Il a abondamment plu durant la nuit jusqu’aux petites heures du matin. L’automne prend possession de l’horloge. Dire qu’un nouveau cycle commence serait mentir. S’il y a eu un commencement, il date de quelques années à la puissance plusieurs milliards. Je n’en connais pas vraiment le nombre. Il semble que, d’après les calculs des physiciens, l’univers s’éteindra, un jour, non pas dans un cataclysme incroyable, mais plutôt en s’étiolant pendant toute une éternité.
La présente saison ne tient pas le poids, mais puisque c’est ma préférée, mon cœur l’absorbe comme une feuille se fond docilement à la cellulose d’une écorce morte.
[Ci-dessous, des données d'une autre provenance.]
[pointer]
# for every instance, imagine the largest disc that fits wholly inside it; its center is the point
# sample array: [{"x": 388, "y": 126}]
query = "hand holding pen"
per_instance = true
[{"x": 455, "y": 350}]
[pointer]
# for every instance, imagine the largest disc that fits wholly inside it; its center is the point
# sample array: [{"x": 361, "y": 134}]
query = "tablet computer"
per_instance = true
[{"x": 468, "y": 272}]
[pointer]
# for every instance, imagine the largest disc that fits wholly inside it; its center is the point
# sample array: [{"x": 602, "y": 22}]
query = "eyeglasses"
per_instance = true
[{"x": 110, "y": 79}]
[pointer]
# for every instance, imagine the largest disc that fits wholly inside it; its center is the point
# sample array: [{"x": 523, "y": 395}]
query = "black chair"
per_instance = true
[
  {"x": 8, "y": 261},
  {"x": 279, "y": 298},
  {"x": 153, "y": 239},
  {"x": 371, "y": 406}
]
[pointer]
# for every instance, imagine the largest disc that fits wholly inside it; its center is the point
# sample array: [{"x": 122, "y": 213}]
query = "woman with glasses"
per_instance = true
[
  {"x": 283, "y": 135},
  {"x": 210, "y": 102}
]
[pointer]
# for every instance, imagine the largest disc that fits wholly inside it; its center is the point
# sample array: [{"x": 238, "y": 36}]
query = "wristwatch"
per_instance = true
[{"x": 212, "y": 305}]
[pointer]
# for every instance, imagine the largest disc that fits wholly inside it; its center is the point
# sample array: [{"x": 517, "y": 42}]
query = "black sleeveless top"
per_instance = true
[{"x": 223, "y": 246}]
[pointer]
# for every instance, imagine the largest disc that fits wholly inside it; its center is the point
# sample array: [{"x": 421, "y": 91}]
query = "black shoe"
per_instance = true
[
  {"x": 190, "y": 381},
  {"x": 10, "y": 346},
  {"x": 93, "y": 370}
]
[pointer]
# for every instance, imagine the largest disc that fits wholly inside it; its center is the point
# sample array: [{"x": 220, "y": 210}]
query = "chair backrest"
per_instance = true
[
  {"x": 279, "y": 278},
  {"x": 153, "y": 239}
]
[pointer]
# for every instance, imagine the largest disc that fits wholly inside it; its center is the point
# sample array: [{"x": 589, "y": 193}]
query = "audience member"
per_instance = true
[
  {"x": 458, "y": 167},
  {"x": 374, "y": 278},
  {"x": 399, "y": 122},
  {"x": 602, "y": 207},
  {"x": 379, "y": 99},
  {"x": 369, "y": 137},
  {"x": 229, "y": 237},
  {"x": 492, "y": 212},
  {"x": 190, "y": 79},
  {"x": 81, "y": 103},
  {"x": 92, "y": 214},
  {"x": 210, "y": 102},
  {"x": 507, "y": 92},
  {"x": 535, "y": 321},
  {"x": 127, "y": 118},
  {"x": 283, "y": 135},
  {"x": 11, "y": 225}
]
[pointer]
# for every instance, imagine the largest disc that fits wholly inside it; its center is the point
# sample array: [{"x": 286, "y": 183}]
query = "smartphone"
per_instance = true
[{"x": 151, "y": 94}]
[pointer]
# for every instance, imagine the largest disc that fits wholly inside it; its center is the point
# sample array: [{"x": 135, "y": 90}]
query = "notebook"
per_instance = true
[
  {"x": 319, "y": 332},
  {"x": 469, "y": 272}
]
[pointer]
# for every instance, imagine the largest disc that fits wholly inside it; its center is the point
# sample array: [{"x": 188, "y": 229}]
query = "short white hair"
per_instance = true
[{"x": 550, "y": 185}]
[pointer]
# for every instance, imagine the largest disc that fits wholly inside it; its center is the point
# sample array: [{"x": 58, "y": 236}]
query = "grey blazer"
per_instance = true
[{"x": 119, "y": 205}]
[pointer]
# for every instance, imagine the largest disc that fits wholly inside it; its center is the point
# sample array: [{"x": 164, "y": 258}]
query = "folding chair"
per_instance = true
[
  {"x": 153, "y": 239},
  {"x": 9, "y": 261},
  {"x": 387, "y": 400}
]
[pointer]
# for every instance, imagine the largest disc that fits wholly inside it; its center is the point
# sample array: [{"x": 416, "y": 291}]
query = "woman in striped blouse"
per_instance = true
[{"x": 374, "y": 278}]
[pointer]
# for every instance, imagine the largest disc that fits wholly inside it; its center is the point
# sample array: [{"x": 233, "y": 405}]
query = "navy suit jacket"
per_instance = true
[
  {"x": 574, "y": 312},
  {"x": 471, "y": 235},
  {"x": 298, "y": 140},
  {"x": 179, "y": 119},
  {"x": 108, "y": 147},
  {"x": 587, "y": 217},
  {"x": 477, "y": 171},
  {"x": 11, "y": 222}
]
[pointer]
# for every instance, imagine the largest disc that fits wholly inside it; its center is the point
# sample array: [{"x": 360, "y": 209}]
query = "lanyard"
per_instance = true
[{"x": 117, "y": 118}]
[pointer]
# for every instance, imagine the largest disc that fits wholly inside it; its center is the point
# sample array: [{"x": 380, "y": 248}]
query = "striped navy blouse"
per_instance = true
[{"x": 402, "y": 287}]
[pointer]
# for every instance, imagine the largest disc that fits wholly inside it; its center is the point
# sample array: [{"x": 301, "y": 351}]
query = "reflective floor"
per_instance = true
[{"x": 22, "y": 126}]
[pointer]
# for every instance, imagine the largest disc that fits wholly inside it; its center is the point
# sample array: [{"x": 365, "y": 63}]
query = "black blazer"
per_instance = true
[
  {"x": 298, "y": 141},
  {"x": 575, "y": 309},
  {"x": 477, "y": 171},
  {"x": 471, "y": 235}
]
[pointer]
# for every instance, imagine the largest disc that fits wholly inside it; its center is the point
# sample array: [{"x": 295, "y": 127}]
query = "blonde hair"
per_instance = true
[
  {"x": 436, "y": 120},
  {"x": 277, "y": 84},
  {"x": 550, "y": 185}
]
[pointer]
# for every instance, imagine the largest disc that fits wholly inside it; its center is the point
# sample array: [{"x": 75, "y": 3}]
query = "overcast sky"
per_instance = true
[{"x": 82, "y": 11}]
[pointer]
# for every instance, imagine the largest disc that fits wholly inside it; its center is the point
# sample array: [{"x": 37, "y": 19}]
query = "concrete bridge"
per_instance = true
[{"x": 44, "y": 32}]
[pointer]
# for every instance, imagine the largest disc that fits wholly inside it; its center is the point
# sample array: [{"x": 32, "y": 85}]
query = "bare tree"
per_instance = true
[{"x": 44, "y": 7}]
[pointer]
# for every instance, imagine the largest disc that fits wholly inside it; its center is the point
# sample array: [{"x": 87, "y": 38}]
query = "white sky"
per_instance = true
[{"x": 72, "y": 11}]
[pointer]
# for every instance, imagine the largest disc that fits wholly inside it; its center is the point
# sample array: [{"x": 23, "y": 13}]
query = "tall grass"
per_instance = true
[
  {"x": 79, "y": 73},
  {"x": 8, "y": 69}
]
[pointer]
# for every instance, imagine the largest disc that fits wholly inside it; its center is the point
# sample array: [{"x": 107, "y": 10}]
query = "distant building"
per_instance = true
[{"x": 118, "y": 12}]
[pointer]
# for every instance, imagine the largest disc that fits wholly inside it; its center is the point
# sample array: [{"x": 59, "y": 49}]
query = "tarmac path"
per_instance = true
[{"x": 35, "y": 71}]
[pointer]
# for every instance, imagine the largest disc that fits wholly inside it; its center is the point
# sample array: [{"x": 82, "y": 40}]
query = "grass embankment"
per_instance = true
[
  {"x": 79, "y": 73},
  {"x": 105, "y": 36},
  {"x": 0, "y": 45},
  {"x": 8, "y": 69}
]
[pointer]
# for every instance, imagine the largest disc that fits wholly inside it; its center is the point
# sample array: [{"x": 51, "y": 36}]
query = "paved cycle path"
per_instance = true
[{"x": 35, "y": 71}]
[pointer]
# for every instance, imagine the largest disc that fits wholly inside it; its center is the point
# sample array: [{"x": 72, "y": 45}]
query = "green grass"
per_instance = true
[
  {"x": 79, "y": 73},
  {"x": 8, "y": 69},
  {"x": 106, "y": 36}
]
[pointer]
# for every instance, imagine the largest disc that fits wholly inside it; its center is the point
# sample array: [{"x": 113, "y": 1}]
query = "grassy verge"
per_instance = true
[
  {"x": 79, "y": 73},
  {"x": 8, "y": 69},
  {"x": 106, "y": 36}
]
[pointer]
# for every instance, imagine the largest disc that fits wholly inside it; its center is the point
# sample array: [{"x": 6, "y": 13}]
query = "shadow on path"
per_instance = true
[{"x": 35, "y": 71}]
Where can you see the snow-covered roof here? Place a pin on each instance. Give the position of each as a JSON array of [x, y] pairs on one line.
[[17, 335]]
J’aime bien prendre mes vacances à l’automne. Je le dis chaque année, je me sens bien dans la lumière ondulée du passage vers le silence de l’hiver, comme si l’été, se sachant mourir, profitait une dernière fois, et fièrement, de sa vitalité.
Oui, les couleurs sont belles, à commencer par ce jaune si complémentaire à la verdure.
Profitant d’une accalmie tant de nuages que de pluie, j’ai décidé d’aller me promener, en commençant par le petit parc près de chez moi dans lequel je ne me mets plus souvent les pieds. COVID oblige ou parce que nous sommes en pleine semaine, peu de gens s’y promenaient. Le parc n’a pas vraiment changé en quelques années. Il offre suffisamment d’espace pour ne croiser personne et une petite allée toute en courbes traversée le temps de trois ou quatre réflexions.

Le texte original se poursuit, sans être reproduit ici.